Like other sharks and rays, it has a practical extra: electroreception. Tiny pores on the snout sense shifts in the electric field and pinpoint living prey that generate weak currents—squid and fish. It locks on, they bolt, evening and morning, and the open-sea cycle keeps turning.
The cycle keeps turning—and delivers a huge ecological gift: the sunlit open sea is the planet's blue lung. Fresh studies show how massive phytoplankton oxygen flux to the atmosphere really is. Phytoplankton keep giving even at life's end—when they sink and decay they form marine snow, plankton particles drifting to depth. All the carbon dioxide they fixed rides down to the ocean floor, turning seabed into a vast carbon vault that stays out of the atmosphere and limits warming. Without that burial, atmospheric CO₂ could be nearly double.

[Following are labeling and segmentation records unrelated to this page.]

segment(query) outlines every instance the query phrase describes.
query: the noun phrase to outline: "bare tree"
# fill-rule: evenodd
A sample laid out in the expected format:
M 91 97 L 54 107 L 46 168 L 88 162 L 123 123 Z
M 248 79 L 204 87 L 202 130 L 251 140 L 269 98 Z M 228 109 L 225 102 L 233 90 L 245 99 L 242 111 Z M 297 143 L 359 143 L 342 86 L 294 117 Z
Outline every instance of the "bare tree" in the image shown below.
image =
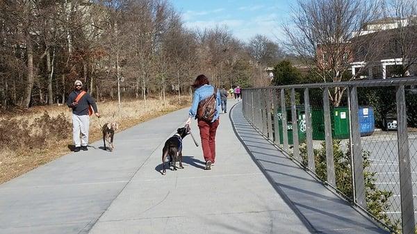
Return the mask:
M 275 66 L 284 53 L 277 43 L 259 34 L 250 40 L 248 50 L 251 56 L 264 66 Z
M 299 0 L 291 24 L 283 26 L 288 37 L 286 46 L 312 70 L 318 71 L 324 82 L 341 81 L 357 50 L 369 42 L 351 39 L 361 36 L 365 23 L 379 16 L 377 6 L 373 0 Z M 366 60 L 370 51 L 363 53 Z M 334 105 L 339 105 L 343 92 L 338 87 L 330 92 Z

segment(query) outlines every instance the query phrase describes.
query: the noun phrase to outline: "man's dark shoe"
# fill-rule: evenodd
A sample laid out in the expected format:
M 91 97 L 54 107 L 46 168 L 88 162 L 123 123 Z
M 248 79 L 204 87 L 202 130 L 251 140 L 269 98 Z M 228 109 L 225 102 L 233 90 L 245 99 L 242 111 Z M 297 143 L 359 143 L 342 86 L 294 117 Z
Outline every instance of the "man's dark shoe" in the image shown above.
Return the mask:
M 206 168 L 204 169 L 206 169 L 206 170 L 211 169 L 211 160 L 208 160 L 207 162 L 206 162 Z

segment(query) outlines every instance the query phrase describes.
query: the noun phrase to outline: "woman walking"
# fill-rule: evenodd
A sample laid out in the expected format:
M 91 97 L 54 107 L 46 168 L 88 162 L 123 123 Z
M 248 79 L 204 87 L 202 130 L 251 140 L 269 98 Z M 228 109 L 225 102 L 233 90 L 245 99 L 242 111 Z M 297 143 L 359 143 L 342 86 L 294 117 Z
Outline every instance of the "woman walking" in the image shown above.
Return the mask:
M 208 84 L 208 79 L 204 75 L 199 75 L 194 81 L 193 87 L 195 89 L 194 97 L 193 98 L 193 105 L 190 108 L 188 119 L 186 124 L 190 124 L 191 118 L 197 119 L 198 128 L 200 131 L 200 137 L 202 140 L 202 147 L 203 149 L 203 155 L 206 160 L 206 169 L 209 170 L 211 166 L 215 162 L 215 133 L 219 126 L 219 115 L 220 113 L 220 94 L 219 90 L 214 88 Z M 214 95 L 214 97 L 213 97 Z M 214 98 L 214 106 L 211 109 L 201 110 L 206 108 L 209 105 L 199 105 L 203 102 L 206 102 L 208 99 Z M 211 104 L 211 102 L 210 103 Z M 210 108 L 210 107 L 209 107 Z M 199 110 L 199 108 L 200 110 Z M 208 119 L 206 117 L 199 116 L 197 113 L 203 112 L 213 111 L 213 115 Z

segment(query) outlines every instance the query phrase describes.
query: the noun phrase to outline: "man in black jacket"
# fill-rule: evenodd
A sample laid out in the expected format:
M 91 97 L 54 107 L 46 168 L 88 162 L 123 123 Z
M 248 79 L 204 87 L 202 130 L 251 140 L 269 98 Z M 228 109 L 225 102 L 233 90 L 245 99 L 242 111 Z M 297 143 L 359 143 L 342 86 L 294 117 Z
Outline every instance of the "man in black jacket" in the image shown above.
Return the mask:
M 75 90 L 72 91 L 68 99 L 67 106 L 72 108 L 72 136 L 75 144 L 74 152 L 80 149 L 88 150 L 88 130 L 90 128 L 89 108 L 91 106 L 94 112 L 97 117 L 100 114 L 97 110 L 97 106 L 91 96 L 83 91 L 83 83 L 81 81 L 75 81 L 74 83 Z M 81 137 L 80 141 L 80 132 Z

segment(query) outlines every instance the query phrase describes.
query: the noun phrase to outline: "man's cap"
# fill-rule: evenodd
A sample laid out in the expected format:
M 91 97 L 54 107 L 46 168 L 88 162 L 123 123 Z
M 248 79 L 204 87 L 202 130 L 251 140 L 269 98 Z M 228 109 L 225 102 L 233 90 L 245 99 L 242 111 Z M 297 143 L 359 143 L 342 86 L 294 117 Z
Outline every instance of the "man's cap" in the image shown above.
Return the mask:
M 74 86 L 76 85 L 77 83 L 79 83 L 80 85 L 81 85 L 81 86 L 83 86 L 83 83 L 80 80 L 75 81 L 75 82 L 74 83 Z

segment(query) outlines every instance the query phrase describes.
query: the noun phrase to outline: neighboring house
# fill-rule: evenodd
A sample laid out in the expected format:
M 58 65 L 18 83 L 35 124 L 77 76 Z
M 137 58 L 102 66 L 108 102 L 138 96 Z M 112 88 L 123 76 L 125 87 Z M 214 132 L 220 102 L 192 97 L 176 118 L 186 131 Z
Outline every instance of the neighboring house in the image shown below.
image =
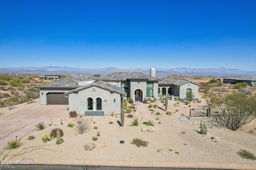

The photic zone, as the base of the marine food web, underpins human food security: over three billion people depend on seafood protein—and now we see where it starts.
Here lies the rub: the open sea feels far from people, yet boats, storms, surf, and wind still deliver unwelcome cargo. Microplastics reach the open ocean, plankton ingest them, and we know whose dinner plate that visits. Key food-web fish are hunted—some for sport. Underwater noise from drilling and shipping scrambles everyone who works in sound (dolphins—remember?). Warming water hits phytoplankton, and on it goes. So do not say "it's far, it's open, none of our business"—everything connects. That is one reason marine reserves must be three-dimensional, guarding seafloor and the water above, one linked system. Let's protect the open sea—for us.
The sunlit region of the open sea is the planet's blue lung. New research shows how enormous and significant phytoplankton's oxygen release to the atmosphere really is.